Koan Tiong tahu Ek Ge dan Si Tiao adalah bangsa dorna, apalagi mereka senantiasa disayang oleh Tiang We Ki. Jika di kemudian hari Pangera Bu Kui menjadi raja, Koan Tiong khawatir kedua dorna itu akan mengacau dari dalam dan luar. Pasti negara Cee akan kacau!
Pangeran Ciao lahir dari Selir The Ki dan Koan Tiong ingat betul negeri The baru ikut berserikat. Maka jika Pangeran Ciao yang menjadi Putera Mahkota, maka hubungan negara Cee dan The akan bertambah erat.
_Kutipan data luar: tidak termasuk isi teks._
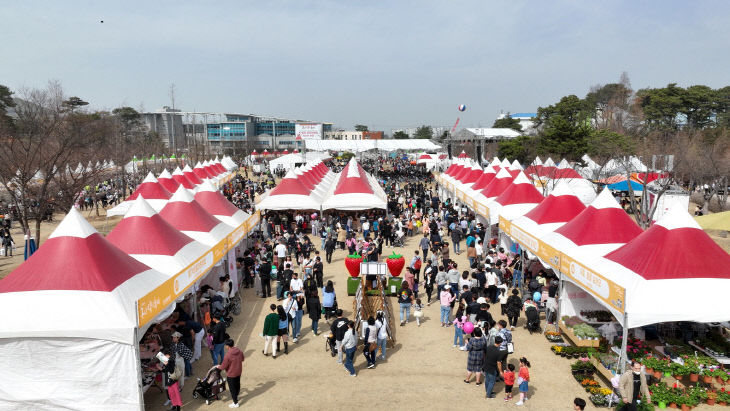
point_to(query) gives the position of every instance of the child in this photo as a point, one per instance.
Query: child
(459, 322)
(523, 379)
(503, 298)
(417, 307)
(509, 381)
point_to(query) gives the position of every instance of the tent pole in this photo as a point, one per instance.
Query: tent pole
(624, 343)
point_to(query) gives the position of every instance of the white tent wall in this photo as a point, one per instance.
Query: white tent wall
(68, 373)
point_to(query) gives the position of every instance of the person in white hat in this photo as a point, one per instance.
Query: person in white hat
(446, 297)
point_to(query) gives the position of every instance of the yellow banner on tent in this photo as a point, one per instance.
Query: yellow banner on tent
(545, 252)
(156, 300)
(596, 284)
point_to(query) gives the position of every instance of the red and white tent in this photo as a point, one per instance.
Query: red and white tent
(180, 177)
(151, 189)
(672, 272)
(217, 205)
(599, 229)
(501, 181)
(188, 216)
(71, 307)
(148, 238)
(552, 213)
(290, 194)
(190, 175)
(516, 200)
(354, 191)
(483, 180)
(165, 179)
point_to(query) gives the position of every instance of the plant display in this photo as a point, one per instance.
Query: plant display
(395, 262)
(636, 348)
(585, 331)
(352, 263)
(553, 336)
(601, 316)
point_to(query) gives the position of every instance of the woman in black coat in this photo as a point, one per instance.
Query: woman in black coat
(514, 306)
(314, 309)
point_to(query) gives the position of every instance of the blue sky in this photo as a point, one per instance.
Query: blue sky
(386, 64)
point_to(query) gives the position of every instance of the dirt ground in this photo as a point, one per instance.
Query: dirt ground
(422, 371)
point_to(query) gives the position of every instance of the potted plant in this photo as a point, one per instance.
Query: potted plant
(711, 397)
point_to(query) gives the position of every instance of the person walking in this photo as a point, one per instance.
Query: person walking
(514, 306)
(338, 329)
(446, 298)
(632, 387)
(265, 277)
(233, 366)
(475, 348)
(172, 372)
(219, 338)
(405, 299)
(492, 366)
(349, 342)
(271, 330)
(314, 309)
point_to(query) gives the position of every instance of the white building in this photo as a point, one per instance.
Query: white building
(343, 135)
(525, 120)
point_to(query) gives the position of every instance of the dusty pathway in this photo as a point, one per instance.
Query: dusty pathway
(422, 372)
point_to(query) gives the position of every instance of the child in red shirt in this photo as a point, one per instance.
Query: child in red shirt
(509, 381)
(524, 378)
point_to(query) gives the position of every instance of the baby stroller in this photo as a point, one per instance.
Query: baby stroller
(210, 386)
(399, 239)
(330, 345)
(533, 319)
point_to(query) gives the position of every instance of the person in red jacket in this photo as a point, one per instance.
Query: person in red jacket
(232, 364)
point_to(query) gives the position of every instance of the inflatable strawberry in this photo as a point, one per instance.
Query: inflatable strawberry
(352, 262)
(396, 262)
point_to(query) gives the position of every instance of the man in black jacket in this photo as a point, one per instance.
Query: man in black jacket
(219, 338)
(338, 329)
(265, 276)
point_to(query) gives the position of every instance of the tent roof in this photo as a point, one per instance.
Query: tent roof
(560, 206)
(214, 202)
(484, 179)
(74, 257)
(716, 221)
(501, 181)
(188, 172)
(603, 222)
(143, 231)
(186, 214)
(674, 248)
(182, 179)
(521, 191)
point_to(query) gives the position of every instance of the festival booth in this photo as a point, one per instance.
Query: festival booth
(74, 343)
(353, 190)
(154, 192)
(181, 179)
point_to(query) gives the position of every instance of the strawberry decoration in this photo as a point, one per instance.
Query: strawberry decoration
(352, 262)
(396, 262)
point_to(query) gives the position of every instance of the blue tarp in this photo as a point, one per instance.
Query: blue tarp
(624, 186)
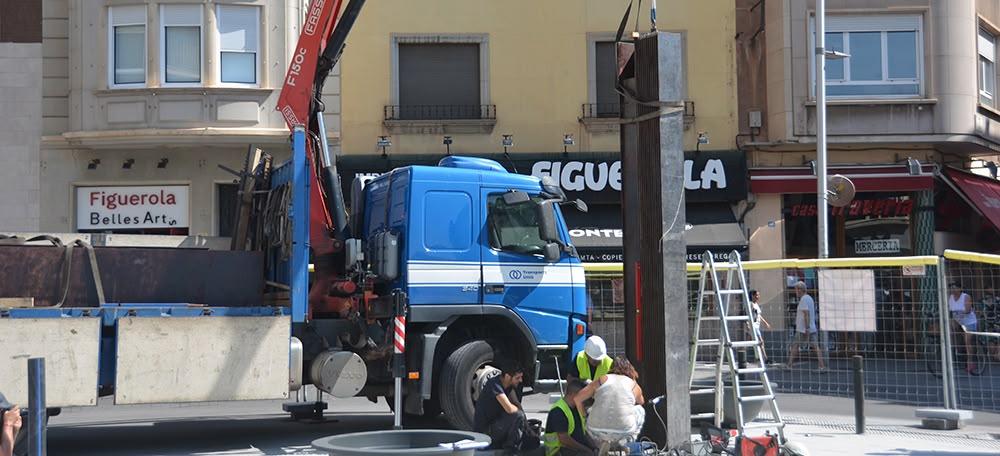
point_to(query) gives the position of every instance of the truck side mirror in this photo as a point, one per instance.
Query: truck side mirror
(547, 229)
(514, 197)
(551, 252)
Sesudah berpikir begitu, Koan Tiong baru berkata.
"Jika Tuanku hendak mewariskan Kerajaan Cee pada seorang yang pandai, lebih baik angkat Pangeran Ciao! Jika negara diurus oleh Raja yang tidak pandai, pasti tidak akan bagus!" kata Koan Tiong.
"Tetapi Bu Kui putraku yang tertua, apa dia tidak akan merebut kedudukan adiknya?" tanya Raja Cee.
"Tuanku ingat, untuk calon Kaisar Ciu saja Tuanku yang mengurus, karena Tuanku pemimpin seluruh raja-raja. Kumpulkan para Raja Muda kemudian tetapkan Pangeran Ciao agar semua Raja Muda membelanya! Lalu apa yang Tuanku khawatirkan lagi?" kata Koan Tiong.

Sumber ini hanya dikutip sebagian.